Steilshoop (anfänglich noch Steilshop) wurde erstmals 1350 urkundlich erwähnt, knapp 80 Jahre nach seinem großen Bruder Bramfeld, mit dem es viele historische Gemeinsamkeiten teilt.

 

Verwaltungstechnisch waren beide Dörfer schon lange verbunden, allerdings hatte Steilshoop seinen eigenen Bauernvogt (den späteren Gemeindevorsteher) und einen Dorfkrug.
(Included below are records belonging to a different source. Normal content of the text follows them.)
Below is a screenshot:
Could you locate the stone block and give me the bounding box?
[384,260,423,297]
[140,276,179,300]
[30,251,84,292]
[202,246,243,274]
Der Ort wechselte häufig seinen Besitzer. Bis Steilshop 1773 in das Herzogtum Holstein eingegliedert wurde, war es dem stormarnischen Amt Trittau zugeordnet. Zwischen 1865 und 1866 unterstand Steilshoop als Teil des Herzogtums Holstein der Verwaltungsmacht der Habsburgermonarchie. Im Zuge der Schlacht bei Königgrätz fiel Holstein inklusive Steilshoop an Preußen.

 

Das den Ort prägende bäuerliche Leben änderte sich langsam im ausgehenden 19. Jahrhundert, als sich, ebenso wie in Bramfeld, viele Gärtnereien hier niederließen. Einige der damals entstandenen Betriebe hielten sich bis in die 1970er Jahre.

 

Die Straßenbahn, die damals noch durch Hamburg fuhr und sich in Steilshoop durch endlos erscheinende Gemüsefelder schlängelte, wurde liebevoll und spöttisch zugleich „Rhabarberexpress“ genannt.

 

Mit dem Groß-Hamburg-Gesetz kam Steilshoop zu Hamburg, wo es nach dem Zweiten Weltkrieg dem Bezirk Wandsbek zugeordnet wurde.

 

Prägend für Steilshoop waren die überwiegend nach dem 1. Weltkrieg entstandenen Schrebergärten. Zwischen Bramfelder See und Steilshooper Straße mussten diese jedoch 1969 weichen, um Platz zu machen für eine Großraumsiedlung für 22.000 Menschen, die bis heute das Bild von Steilshoop bestimmt.